First, we have no idea why oligarchs are being punished today. I guess, for not being powerful enough. The West is saying to them, “now, we know that you are not powerful, and we shall punish you for that”. Isn’t that bizarre? I wrote about that here.
Second, the nature of Russian oligarchy had changed in a fundamental way between Yeltsin and Putin. I have written about that in 2019 here. To put it simply, under Yeltsin, oligarchs were calling the shots. Take for example the famous Winter of 1996 meeting of top Russian billionaires in Davos when, together with George Soros, they decided to fund Yeltsin’s presidential campaign, bring US advisors and consultants, and do everything to help Yeltsin win in June (1996). They succeeded and were richly rewarded through the infamous loan-for-shares deal.
With Putin things changed, albeit gradually. He was indeed brought to power by Berezovsky who believed that he, Berezovsky, would be the puppeteer and Putin the puppet. In truth, however, Berezovsky ended up hanging (probably) himself in his former house in England. Under Putin, top oligarchs (not necessarily all) could keep their assets only if they did not contradict the interests of the state, as defined by Putin and the ministries of power, and they could augment their wealth if they did what the state told them to do. The power relationship between the ultra-rich and the political rulers had reversed.

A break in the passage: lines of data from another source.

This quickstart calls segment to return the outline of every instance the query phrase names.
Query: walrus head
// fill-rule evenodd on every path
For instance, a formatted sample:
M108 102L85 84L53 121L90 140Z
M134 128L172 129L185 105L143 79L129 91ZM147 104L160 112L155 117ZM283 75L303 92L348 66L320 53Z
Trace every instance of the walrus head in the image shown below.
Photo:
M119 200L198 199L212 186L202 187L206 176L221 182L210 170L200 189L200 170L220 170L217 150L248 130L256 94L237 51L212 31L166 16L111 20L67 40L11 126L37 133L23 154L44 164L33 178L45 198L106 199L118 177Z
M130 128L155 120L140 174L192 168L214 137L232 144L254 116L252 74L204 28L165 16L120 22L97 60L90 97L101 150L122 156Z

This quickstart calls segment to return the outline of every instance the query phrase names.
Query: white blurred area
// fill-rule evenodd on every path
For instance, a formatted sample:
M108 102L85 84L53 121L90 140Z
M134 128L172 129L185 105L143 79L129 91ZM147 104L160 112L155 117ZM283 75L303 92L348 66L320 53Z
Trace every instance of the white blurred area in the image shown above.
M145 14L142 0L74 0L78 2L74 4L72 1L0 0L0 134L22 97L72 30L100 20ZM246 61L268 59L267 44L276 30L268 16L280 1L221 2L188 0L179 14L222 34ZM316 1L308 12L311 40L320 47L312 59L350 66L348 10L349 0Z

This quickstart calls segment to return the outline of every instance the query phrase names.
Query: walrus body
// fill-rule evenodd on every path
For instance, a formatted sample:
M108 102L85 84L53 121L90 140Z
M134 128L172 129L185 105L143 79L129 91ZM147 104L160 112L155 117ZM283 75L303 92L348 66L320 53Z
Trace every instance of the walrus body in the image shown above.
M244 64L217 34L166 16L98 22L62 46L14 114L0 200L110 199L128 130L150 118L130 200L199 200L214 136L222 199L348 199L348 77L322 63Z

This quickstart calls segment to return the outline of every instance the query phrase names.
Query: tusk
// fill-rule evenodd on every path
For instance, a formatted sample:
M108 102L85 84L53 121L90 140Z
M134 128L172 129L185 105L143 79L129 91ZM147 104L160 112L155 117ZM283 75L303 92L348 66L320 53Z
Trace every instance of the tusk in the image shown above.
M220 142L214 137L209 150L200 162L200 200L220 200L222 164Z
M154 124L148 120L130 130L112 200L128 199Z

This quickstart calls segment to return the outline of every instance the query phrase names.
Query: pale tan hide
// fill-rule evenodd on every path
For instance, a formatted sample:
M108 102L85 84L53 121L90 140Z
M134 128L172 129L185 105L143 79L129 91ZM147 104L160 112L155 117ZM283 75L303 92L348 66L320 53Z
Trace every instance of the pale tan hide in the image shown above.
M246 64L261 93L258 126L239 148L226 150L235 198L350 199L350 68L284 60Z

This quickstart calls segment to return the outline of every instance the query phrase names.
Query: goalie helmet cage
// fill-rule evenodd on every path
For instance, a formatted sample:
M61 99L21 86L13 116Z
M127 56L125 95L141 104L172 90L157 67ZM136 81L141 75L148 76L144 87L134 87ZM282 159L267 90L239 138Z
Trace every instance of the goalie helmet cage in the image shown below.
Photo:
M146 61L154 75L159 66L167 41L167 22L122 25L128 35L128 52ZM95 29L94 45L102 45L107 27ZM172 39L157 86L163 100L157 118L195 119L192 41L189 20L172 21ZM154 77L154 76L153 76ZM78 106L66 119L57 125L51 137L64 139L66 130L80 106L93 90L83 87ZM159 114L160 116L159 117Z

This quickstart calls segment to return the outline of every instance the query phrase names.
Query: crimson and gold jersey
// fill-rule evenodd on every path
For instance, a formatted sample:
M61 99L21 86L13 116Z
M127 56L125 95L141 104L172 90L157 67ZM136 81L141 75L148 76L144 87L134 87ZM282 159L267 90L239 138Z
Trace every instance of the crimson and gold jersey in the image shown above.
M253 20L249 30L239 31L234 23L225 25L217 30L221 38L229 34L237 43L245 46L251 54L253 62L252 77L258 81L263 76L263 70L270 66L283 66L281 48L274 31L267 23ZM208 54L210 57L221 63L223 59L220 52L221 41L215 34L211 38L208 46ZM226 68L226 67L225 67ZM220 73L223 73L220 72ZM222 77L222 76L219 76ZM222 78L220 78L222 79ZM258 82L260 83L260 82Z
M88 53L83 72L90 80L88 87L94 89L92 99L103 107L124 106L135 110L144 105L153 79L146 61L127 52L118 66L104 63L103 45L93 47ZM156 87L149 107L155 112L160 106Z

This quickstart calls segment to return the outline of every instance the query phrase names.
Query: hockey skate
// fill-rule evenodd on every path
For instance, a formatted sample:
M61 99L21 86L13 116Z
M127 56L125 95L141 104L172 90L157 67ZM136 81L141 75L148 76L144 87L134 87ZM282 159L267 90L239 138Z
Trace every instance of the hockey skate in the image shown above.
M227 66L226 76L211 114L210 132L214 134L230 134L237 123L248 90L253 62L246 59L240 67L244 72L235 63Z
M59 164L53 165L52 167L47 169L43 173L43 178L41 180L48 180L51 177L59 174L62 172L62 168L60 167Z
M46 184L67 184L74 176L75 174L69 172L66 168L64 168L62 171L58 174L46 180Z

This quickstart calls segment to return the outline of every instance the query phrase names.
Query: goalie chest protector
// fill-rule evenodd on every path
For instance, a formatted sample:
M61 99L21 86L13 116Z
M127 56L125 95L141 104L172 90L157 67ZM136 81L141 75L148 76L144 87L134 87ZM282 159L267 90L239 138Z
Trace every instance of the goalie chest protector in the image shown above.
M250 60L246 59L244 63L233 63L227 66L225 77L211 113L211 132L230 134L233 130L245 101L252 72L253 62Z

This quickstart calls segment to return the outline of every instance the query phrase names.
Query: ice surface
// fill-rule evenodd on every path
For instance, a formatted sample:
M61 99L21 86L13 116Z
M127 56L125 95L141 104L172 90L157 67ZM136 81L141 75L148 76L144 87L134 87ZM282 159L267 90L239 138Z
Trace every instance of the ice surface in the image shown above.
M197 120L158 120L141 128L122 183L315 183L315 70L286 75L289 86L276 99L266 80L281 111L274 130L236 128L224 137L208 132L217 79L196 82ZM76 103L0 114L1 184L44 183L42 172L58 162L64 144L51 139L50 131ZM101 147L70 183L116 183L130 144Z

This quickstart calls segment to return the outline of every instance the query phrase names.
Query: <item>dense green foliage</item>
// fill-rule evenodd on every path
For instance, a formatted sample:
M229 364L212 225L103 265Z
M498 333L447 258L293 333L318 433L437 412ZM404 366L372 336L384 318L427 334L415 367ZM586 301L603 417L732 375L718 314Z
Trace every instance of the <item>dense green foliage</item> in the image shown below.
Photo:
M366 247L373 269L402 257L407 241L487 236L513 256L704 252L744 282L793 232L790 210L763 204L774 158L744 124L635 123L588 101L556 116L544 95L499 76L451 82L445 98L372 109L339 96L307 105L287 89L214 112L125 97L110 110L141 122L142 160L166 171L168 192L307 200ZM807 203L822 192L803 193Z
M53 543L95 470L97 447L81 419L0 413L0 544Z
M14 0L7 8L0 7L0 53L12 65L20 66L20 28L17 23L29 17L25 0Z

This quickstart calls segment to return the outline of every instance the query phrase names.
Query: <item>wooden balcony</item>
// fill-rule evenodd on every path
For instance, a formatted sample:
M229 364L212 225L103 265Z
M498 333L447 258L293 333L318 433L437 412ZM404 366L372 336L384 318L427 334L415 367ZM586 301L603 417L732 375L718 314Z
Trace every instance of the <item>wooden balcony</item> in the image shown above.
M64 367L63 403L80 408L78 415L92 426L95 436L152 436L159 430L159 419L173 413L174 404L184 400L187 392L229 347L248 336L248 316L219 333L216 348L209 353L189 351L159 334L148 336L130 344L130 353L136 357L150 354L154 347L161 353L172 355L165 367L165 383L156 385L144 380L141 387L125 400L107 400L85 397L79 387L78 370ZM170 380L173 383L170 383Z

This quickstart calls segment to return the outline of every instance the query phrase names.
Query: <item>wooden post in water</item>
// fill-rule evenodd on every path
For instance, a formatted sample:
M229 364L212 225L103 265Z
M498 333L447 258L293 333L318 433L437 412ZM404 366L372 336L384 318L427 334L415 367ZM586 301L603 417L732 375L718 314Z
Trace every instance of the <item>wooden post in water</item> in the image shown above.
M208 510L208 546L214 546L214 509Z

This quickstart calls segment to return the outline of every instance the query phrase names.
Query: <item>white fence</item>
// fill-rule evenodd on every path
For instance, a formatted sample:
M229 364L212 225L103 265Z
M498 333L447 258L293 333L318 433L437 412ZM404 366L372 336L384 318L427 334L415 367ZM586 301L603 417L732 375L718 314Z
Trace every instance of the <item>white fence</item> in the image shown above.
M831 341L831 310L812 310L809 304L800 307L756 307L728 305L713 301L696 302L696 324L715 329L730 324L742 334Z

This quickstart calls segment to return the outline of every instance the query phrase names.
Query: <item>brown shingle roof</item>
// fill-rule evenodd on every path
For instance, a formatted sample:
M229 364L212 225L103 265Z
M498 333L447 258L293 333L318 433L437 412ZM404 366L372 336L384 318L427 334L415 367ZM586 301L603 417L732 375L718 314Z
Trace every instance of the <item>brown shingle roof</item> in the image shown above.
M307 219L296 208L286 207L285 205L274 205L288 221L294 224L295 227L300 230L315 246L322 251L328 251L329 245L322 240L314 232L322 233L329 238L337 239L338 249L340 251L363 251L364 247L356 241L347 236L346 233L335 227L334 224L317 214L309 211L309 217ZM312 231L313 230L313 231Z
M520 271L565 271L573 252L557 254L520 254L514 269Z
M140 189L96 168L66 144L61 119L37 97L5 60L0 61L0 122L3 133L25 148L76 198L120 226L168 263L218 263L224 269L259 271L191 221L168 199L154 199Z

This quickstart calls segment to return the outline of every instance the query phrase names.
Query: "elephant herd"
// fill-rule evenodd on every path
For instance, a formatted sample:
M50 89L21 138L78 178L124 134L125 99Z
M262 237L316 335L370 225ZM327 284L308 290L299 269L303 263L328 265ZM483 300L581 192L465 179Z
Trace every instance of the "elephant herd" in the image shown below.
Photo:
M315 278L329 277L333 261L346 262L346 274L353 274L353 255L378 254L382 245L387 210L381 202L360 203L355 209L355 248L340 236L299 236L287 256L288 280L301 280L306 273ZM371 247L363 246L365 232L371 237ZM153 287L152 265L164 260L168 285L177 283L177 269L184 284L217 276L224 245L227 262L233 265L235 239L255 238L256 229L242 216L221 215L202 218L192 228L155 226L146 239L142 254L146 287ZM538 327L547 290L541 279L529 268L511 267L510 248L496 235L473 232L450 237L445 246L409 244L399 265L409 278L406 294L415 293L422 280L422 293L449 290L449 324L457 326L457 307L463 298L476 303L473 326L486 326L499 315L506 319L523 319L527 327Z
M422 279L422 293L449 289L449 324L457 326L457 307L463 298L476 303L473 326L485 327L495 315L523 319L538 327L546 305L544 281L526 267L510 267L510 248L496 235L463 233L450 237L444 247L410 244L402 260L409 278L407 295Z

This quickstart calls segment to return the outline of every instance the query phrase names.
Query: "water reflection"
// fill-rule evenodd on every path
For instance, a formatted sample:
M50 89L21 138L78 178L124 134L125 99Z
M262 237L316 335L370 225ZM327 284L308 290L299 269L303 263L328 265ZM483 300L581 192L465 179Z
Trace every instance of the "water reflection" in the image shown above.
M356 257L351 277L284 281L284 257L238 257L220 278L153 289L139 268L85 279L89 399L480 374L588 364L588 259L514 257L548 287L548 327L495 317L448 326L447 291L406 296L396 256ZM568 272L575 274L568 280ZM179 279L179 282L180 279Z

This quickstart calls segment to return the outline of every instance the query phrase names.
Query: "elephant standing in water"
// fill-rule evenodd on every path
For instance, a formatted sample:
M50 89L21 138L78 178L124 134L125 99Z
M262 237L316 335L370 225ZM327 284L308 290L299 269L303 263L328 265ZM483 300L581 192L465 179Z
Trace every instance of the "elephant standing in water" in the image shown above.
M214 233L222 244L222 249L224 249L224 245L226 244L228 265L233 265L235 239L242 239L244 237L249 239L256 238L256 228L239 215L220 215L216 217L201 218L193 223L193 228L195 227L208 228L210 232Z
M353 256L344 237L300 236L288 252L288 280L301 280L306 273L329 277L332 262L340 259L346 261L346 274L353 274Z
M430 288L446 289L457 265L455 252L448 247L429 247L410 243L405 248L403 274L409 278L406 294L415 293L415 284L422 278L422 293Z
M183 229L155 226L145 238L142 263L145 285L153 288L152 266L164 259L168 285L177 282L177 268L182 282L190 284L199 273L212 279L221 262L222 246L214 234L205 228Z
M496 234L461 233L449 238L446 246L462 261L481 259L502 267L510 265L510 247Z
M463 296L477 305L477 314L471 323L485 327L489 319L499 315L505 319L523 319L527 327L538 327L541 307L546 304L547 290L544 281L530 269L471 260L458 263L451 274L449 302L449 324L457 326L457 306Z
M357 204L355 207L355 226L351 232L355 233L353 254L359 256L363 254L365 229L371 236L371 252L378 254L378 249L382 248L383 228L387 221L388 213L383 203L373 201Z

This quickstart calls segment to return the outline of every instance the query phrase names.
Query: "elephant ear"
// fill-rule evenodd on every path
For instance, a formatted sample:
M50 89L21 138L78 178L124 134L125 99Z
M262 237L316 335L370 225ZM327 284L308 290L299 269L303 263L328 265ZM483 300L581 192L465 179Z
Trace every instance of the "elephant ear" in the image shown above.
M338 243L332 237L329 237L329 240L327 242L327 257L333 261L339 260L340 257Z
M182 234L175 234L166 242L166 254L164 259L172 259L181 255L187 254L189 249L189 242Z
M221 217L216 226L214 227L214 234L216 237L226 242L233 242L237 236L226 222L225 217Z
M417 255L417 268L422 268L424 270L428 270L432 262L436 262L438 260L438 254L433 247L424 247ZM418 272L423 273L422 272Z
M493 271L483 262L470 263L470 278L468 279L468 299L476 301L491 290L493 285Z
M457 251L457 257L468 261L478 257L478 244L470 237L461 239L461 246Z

It seems that in Washington and London they were unaware of that change until 24 February 2022; or perhaps they pretended not to be aware of it.
4. You've said that capitalism is "the sole socioeconomic system in the world." Is that likely to change in the long term?
To understand what I mean and to answer your question, let’s go back to the definition of capitalism that I use in “Capitalism, Alone”. It is not a very original definition. It was used by both Karl Marx and Max Weber. It is simple. It is powerful and it locates the “mode of production” in the way production is organized, not (as amateurish definitions of capitalism and socialism do) in the way distribution proceeds.
To call a country capitalist, the definition requires first, that most of production be carried on by companies whose assets are privately owned, second, that the owners of assets directly or indirectly manage the companies which in turn use hired labor to produce things or services. The fact that labor is hired is important: workers do not play an entrepreneurial role, they are just told what to do. The system of production is fully hierarchical. Finally, economic decision-making is decentralized.
Now, do we have serious proposals to change any of the three parts of that definition so that we move away from capitalism? I do not see them. To be clear, let’s see what it would imply, that is, let’s list the conditions under which capitalism would change in a substantial way. For example, if assets were nationalized. This is obvious. Second, if most of production is done by small-scale producers (worker-owners). In that case, there would be no hired labor. In effect. laborers (who are at the same time capitalists as well) exert the entrepreneurial role. And third, if economic coordination is centralized, say through an explicit plan or heavy government regulation of key activities.
As I said, I do not see any of these elements being much supported today. However, I can imagine some changes. For example, there may be in the future more companies that look like today’s start-ups. People with ideas canvass capital. In that case, the capitalist is no longer directly or indirectly the “decider”; he or she is just the lender, the investor. Capital is still private, it gets a return, but the fact of ownership does not give the right to manage production. That role belongs to labor, actually to the people with ideas. A system where owners of money are simply providers of that money with no managerial role and where that role falls to labor is no longer capitalism in the sense that I defined it. This is one change that I can imagine.
Another is the process that I documented in ”Capitalism, Alone” for the US and several advanced economies. I call it “homoploutia”. That means that an increasing proportion of people who are (say) in the top 10 percent of US total income distribution are both in the top 10 percent of income distribution by capital, and in the top 10 percent of income distribution by labor. In other words, they are not just rich people: they are amongst the richest workers, and amongst the richest capitalists. This is a very different, “new” capitalism: in the classical capitalism, the richest capitalists are not amongst the richest workers. They do not bother to work; they run their companies. But now, you can have a highly educated manager who has a very high labor income, saves from that income, invests, and realizes very high capital income that places him among the top 10% of capitalists,, while he/she is already among the top 10% of workers. This is, as I said, a big change compared to the past. It has some positive, and some negative features. But I will leave it to the readers of “Capitalism, Alone” to find out what they are.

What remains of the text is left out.